Up to you, but fyi Charles @ canadian aquatics has some great zebra otos that stay pretty micro (less than 1 inch full grown i believe) and do a good job with algae.



tryumf_604 said:


> how long do you will amanos live for in the bag? They'll be in there for about 4 hours. Is this too long?


Prolly ok, you may want to wrap the bag in something to avoid temp fluctuation if you`re keeping them in the car or something. Float the bag a little longer when you get home too.

Hope that helps.


----------



## tryumf_604 (Sep 18, 2010)

Today I went to IPU to pick up some assasin snails. When I was there I also saw Amanos and Otos. I couldn't resist so I got those as well. I really like the zebra otos that canadian aquatics have but richmond is just too far for me.

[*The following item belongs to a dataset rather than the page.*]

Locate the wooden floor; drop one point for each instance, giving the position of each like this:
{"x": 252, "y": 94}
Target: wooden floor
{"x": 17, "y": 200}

As I was deciding whether or not to get the otos at IPU the girl said she'll get the other livestock bagged. I asked for 3 assassin snails, 6 amanos, and 2 otos. When I got home and I was in the process of putting them into their new home I only see 3 amanos. Now I have to go back there tomorrow and get more. Luckily I kept all the papers and receipt. I was pretty disappointed so for the future, I'm always going to watch them put livestock in the bag. Anyway, here are the pics!


----------



## tryumf_604 (Sep 18, 2010)

Went back to IPU today to get the 3 amanos that were missing. So Galaxy Rasboras for sure guys? Probably 6 of them?


----------



## corad96 (Nov 24, 2010)

I think that was a great idea to mix the two colours and make that bold centre. Looks great! I have a five gallon and it grows algea pretty fast so you have to maintain it alot more. But it is fun!


----------



## tryumf_604 (Sep 18, 2010)

corad96 said:


> I think that was a great idea to mix the two colours and make that bold centre. Looks great! I have a five gallon and it grows algea pretty fast so you have to maintain it alot more. But it is fun!


haha howd you find my journal? I haven't updated or posted in so long


----------



## curtisonrad19 (Oct 31, 2010)

I love those pictures!  
They are beautiful,
Glad your journal came up. Was very intersting


----------